А Бог - тоже бывает?

Нет, говорит, этот - повсюду. Повсюду, где неполнота жизни.

Во мне, например?

В тебе? - вглядывается с прищуром.

На этом снимке, в горах. Или здесь, где я со спины, а там, где должна быть моя голова - его лицо, хохочущее.

Ничего, говорит, нет щекотнее счастья. Ты и жизнь. И двухголосье - от птичьего гомона до тихого губокруженья...

А потом как-то вдруг начинает накрапывать. Ниоткуда. И потянутся сны, как бесконечный товарный состав, а ты стоишь на переезде и ловишь в промельках меж вагонами ту сторону, тот свет, ловишь зрачком, исполосованным, как быстрыми лезвиями, этой насечкой промельков, а поезд все набирает ход, сливаясь в одну непрерывную полосу.

И вдруг - нет ее; тишь, даль. Эта мелко дрожащая тишь за переездом, эта зоркая щуплая даль, зуб на зуб не попадающая. И воздух - паленый, зернистый, как на незримой дрезине скользящий по рельсам. И поезд ложится в траву за поворотом, поблескивая на закате, как сухая змеиная кожа.

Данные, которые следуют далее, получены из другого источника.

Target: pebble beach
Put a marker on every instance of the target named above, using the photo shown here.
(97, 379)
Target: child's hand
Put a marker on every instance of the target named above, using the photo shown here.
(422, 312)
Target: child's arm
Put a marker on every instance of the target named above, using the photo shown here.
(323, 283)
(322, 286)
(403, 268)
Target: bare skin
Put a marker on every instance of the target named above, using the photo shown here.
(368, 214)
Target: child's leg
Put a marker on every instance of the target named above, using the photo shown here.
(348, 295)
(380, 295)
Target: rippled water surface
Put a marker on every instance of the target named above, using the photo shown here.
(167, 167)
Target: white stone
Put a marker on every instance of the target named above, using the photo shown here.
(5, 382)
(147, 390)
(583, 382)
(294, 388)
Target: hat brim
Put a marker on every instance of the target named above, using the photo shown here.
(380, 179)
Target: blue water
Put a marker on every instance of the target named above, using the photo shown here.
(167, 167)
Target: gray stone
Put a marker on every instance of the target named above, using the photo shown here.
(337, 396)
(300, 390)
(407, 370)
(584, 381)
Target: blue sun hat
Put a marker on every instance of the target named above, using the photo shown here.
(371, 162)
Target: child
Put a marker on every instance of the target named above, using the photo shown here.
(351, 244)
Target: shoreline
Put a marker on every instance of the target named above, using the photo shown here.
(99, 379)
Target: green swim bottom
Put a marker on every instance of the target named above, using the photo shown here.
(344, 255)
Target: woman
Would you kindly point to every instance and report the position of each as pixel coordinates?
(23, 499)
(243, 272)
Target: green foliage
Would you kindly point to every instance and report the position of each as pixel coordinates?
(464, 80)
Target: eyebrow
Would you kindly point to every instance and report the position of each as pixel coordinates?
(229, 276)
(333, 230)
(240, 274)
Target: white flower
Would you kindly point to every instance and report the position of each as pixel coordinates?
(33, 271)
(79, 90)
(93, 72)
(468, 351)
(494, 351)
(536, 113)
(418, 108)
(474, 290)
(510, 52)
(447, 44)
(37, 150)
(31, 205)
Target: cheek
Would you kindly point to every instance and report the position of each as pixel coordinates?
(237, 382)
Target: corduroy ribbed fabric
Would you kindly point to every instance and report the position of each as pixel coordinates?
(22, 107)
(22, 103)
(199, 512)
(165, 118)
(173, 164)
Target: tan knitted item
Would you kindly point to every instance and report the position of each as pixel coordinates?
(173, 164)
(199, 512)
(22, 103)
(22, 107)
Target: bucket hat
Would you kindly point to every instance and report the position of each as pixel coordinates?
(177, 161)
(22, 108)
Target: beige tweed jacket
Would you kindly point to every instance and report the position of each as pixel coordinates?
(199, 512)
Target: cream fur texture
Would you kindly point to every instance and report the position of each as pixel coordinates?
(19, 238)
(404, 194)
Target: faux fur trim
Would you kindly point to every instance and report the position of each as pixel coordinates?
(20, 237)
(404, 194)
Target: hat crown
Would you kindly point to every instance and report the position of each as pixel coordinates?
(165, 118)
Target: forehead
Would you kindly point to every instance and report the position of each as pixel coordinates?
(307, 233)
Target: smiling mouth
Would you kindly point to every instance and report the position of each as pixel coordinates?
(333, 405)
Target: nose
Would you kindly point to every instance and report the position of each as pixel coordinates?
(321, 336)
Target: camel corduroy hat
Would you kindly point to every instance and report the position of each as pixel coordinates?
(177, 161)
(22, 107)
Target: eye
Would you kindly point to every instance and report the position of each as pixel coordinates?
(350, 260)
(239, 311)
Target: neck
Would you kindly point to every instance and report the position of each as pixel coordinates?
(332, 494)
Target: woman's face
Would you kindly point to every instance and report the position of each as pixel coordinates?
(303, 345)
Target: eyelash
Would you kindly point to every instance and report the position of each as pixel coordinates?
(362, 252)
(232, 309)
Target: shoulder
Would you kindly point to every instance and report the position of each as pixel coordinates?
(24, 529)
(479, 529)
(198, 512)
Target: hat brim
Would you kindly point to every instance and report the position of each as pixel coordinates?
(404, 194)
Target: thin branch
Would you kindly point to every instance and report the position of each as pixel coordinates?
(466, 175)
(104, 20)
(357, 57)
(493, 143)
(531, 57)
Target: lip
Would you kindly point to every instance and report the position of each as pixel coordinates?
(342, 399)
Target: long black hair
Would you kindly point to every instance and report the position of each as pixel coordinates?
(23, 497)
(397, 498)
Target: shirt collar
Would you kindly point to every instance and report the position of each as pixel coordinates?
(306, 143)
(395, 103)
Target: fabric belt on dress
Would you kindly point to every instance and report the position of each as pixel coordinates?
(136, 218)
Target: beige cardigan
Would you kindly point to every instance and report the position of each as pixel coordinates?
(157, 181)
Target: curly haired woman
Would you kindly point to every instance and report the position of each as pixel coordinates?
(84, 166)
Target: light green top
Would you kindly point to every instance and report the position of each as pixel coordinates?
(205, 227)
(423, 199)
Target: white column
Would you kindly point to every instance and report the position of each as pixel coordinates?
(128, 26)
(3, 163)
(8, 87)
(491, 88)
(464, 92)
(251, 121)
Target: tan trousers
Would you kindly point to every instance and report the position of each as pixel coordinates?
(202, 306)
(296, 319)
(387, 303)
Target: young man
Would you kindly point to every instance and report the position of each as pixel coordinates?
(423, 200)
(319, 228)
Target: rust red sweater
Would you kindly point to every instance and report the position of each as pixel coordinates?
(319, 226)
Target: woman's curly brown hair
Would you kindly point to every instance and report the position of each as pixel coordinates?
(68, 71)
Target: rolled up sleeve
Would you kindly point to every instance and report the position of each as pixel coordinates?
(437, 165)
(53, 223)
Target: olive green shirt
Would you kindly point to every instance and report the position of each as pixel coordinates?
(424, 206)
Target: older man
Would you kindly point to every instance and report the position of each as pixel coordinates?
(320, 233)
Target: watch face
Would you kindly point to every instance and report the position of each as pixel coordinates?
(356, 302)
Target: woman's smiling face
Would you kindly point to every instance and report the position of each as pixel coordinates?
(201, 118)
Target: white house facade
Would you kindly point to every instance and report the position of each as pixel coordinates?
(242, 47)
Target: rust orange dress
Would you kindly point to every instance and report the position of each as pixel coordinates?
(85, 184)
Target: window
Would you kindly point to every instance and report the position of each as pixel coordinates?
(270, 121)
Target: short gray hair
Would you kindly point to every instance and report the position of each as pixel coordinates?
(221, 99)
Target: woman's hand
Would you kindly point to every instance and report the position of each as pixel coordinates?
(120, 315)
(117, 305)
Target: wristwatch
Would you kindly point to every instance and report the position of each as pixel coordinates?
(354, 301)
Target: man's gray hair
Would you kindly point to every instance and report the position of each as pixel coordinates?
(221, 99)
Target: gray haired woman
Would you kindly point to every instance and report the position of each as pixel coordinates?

Поддержи, говорит, пока я прикурю.

Кого? - спрашиваю.

Отношения, говорит, их надо поддерживать. Пока они маленькие, как ребенок. Вырастут и уйдут. А пока - надо поддерживать. Как огонек, подкладывать в него с двух сторон и чуть больше, чем ты имеешь, навырост. И так, чтобы воздух был между ветками, чтоб не чадил, задыхаясь.

Горы, он говорит, сиплые горы воды, кренясь, обваливаются на берег. Январь-месяц, ужавшаяся к соснам голая полоска пляжа. Женщина в синем мокром плаще стоит, запрокинув голову к радуге, осыпаемой брызгами. Он подходит к ней, говорит: я Вас очень прошу, не могли бы Вы, когда я вернусь, растереть мне голову полотенцем. И уходит в эти горы воды, и они обваливаются за ним. Она стоит с его полотенцем, и перед глазами - его лицо, обернувшееся к ней под нависшим над ним высоко в небе гребнем. Она чувствует, как мутятся ее очертания, сливаясь с его взглядом. Она прижимает к губам рвущееся из рук полотенце, летящее над голой землей - во всю ее жизнь, - припадая к ней и взмывая.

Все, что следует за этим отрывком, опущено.